Kompetisi bisa mempercepat adaptasi mahasiswa tahun pertama dengan memberikan tugas secara kelompok. Pada kompetisi pembuatan jembatan tangkai es krim di tahun pertama, semua anak harus terlibat dalam tim. Keinginan untuk memenangi kompetisi, menjadikan tiap anak aktif bekerja sama dengan teman-teman yang belum mereka kenal. Cara pendekatan seperti ini lebih efektif, karena tiap grup juga harus berkomunikasi karena berbagi timbangan dan alat ukur.

Kompetisi juga mengasah keahlian bekerja sama dengan tim seperti di dunia kerja. Tiap orang harus bisa mengemukakan pendapat mereka di depan anggota tim. Tetapi mereka juga harus dapat menerima saran teman lain jika memang diperlukan untuk kemulusan proses penyelesaian. Tiap orang harus berusaha agar proyek bersama ini dapat selesai. Pada kompetisi pembuatan jembatan beton dengan bentuk paling efisien untuk menahan beban, tim harus membuat desain inovatif. Saya salut melihat keseriusan beberapa teman undergrad yang mencoba merancang jembatan beton paling efisien untuk menahan beban. Mereka dapat mengemukakan konsep-konsep mekanika yang melatari bentuk desain secara praktis. Jika tim tidak bekerja sama dengan baik, memang mustahil mereka dapat menyelesaikan jembatan tadi.

Kompetisi bisa membantu mereka memahami permasalahan konstruksi dalam aplikasi tanpa harus menunggu saat kerja praktek. Saat berkompetisi mereka diberikan batasan khusus agar produk yang mereka rancang berhasil. Untuk memperluas wawasan mereka, selain harus aktif mencari informasi, mereka bisa minta bantuan para dosen dan praktisi penanggung jawab. Pengetahuan mereka yang tadinya hanya bersifat teoretis, lambat-laun akan diperkaya dengan kompetisi bersifat aplikatif tersebut.
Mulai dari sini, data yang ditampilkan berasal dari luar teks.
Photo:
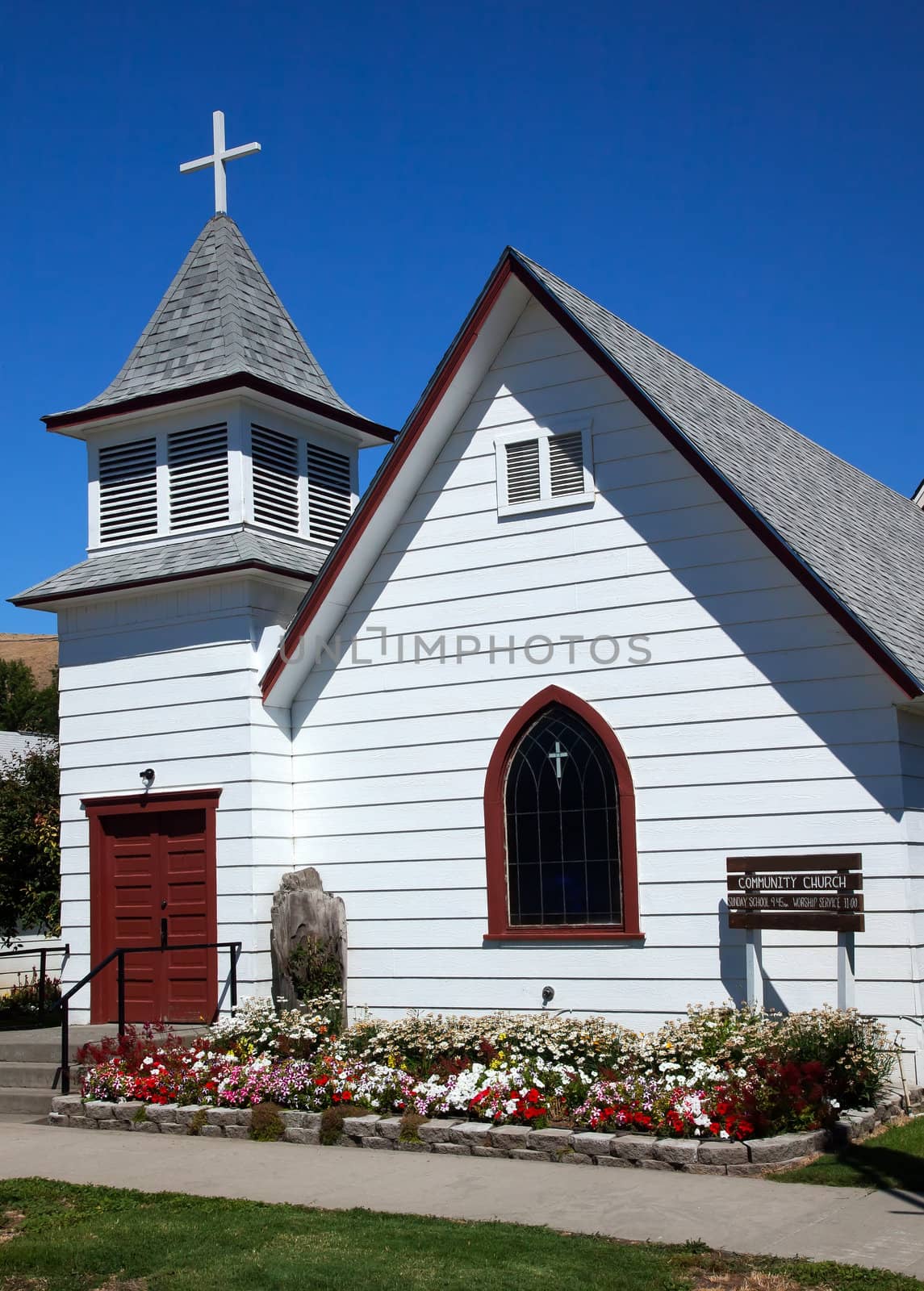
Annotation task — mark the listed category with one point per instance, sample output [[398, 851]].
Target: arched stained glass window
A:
[[559, 810], [562, 807]]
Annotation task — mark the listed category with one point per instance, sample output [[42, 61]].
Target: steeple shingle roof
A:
[[219, 320]]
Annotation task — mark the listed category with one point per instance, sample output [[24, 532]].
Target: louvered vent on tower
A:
[[128, 491], [329, 494], [275, 479], [198, 464], [523, 471], [566, 464]]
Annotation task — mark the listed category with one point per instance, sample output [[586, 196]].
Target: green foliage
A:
[[23, 705], [315, 967], [332, 1126], [196, 1122], [411, 1126], [266, 1123], [853, 1049], [30, 854], [73, 1236], [891, 1159], [22, 1001]]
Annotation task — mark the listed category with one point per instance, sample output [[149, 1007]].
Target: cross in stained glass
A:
[[558, 755]]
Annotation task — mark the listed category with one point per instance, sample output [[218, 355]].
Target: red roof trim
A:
[[512, 265], [220, 385], [390, 469]]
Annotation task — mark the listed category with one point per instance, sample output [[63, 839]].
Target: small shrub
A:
[[332, 1126], [25, 997], [266, 1123], [196, 1122], [411, 1125], [150, 1039]]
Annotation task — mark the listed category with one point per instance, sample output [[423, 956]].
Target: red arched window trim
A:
[[495, 833]]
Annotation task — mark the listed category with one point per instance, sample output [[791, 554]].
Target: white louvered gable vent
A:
[[198, 465], [329, 494], [566, 464], [275, 479], [128, 491], [551, 469], [523, 471]]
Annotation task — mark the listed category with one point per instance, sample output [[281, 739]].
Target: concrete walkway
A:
[[750, 1215]]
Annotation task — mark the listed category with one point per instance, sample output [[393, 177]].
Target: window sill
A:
[[564, 934], [546, 503]]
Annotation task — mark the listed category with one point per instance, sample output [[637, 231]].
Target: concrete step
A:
[[27, 1076], [34, 1101], [32, 1047]]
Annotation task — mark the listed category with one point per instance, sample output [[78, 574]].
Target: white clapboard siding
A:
[[758, 726], [172, 682]]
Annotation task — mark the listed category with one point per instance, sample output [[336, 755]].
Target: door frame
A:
[[101, 897]]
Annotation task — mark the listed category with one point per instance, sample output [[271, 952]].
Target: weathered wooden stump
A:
[[307, 933]]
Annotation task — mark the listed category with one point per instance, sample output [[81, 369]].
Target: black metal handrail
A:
[[232, 946], [43, 953]]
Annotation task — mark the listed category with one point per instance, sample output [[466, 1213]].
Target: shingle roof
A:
[[861, 539], [220, 318], [137, 566]]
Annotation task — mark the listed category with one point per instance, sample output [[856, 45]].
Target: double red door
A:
[[153, 875]]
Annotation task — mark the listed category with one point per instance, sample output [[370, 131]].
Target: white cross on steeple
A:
[[558, 757], [219, 158]]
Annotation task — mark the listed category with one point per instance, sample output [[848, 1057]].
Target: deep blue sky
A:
[[742, 181]]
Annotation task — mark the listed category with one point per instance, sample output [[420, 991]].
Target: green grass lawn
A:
[[60, 1237], [891, 1159]]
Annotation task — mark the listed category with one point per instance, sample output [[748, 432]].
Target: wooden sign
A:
[[796, 892]]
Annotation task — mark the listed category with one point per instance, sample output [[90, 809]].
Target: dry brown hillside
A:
[[40, 654]]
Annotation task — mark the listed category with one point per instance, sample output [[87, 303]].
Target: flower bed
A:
[[717, 1075]]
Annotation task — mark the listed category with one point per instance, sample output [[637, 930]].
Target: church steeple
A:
[[219, 324], [221, 445]]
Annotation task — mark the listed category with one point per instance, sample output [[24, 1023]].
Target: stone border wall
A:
[[460, 1138]]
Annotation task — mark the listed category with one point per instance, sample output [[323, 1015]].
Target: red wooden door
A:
[[154, 882]]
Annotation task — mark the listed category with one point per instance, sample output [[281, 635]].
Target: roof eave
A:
[[512, 264], [66, 421], [26, 602], [439, 384], [803, 572]]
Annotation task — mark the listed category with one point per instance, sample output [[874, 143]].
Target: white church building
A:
[[596, 625]]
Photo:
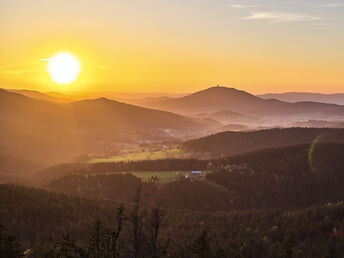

Kompetisi mengajarkan bahwa menang bukan segala-galanya, tetapi proses belajar lebih diutamakan. Saya setuju dengan konsep ini. Tujuan akhir adalah ‘mengetahui lebih banyak’, bukan ‘menjadi no 1 atau tiga besar’. Tiap orang mesti berusaha dahulu sebelum bisa mendapatkan sesuatu. Usaha sungguh-sungguh akan bernilai baik, sedangkan usaha setengah hati tentulah jarang yang berhasil. Jika mereka telah berusaha sebaik-baiknya, tetapi tidak menang, setidaknya mereka telah belajar banyak soal adaptasi, kerja sama dalam tim, serta peningkatan wawasan di bidang keahlian mereka. Pada akhirnya, semangat juang dan pantang menyerah yang mereka pelajari dalam kompetisilah yang membuat mereka sukses dalam mengerjakan ‘kompetisi-kompetisi sesungguhnya dalam hidup.